The main reason for obtaining these analysis to target people who has a higher chance of becoming a potential customer based on their information obtained. This will help the marketing team to better target their potential clients
In this task we learned about data normalisation, one hot encoding to convert categorical data into numeric attributes and applying classification and clustering algorithms.
The code and other resources can be found when you view this project on GitHub.
The Data attribute distribution.
We downloaded the data and uploaded it as a spark dataframe. Then we applied printSchema() on it and leaned that the data has 17 attributes. The label attribute was deposit and it was well balanced. However, the data was uncleaned and we had to clean it. Along with that we also dropped few of the unnecessary attributes, which can be derived from other attributes.

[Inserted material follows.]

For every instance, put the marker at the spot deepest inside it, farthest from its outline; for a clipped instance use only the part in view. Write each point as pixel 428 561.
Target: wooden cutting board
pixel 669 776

The methods/algorithms you used for data wrangling and processing.
For data wrangling we used one hot encoding vector. This converts categorical data into numeric attributes and then using aggressor we combined them into a single feature. Then we normalized this feature attribute using Min Max Scaling technique. For applying further clustering and classification algorithm we used this scaled feature attribute.
The performance of both unsupervised and supervised learning on the data.
For unsupervised learning of data we used clustering, and in that we used K-Means algorithm with k = 2. To measure the performance of this algorithm we used silhouette measure. The value of this was 0.92, which indicates the cluster was well divided from each other.
For supervised learning of data, we used classification algorithms, namely Logistic Regression, Decision Tree and Naïve Bayes. For measuring their performance we used accuracy metric.
Accuracy of Logistic regression was 75%. Accuracy of Decision Tree was 77%. Accuracy of Naïve Bayes was 74%.
Hence, Decision Tree was best.
The important features which affect the objective (‘yes’ in ‘deposit’).
The import features which affect the objective are ‘age’, ‘job’, ‘marital’, ‘education’, ‘default’, ‘balance’, ‘housing’, ‘loan’, ‘campaign’, ‘pdays’, ‘previous’, ‘poutcome’.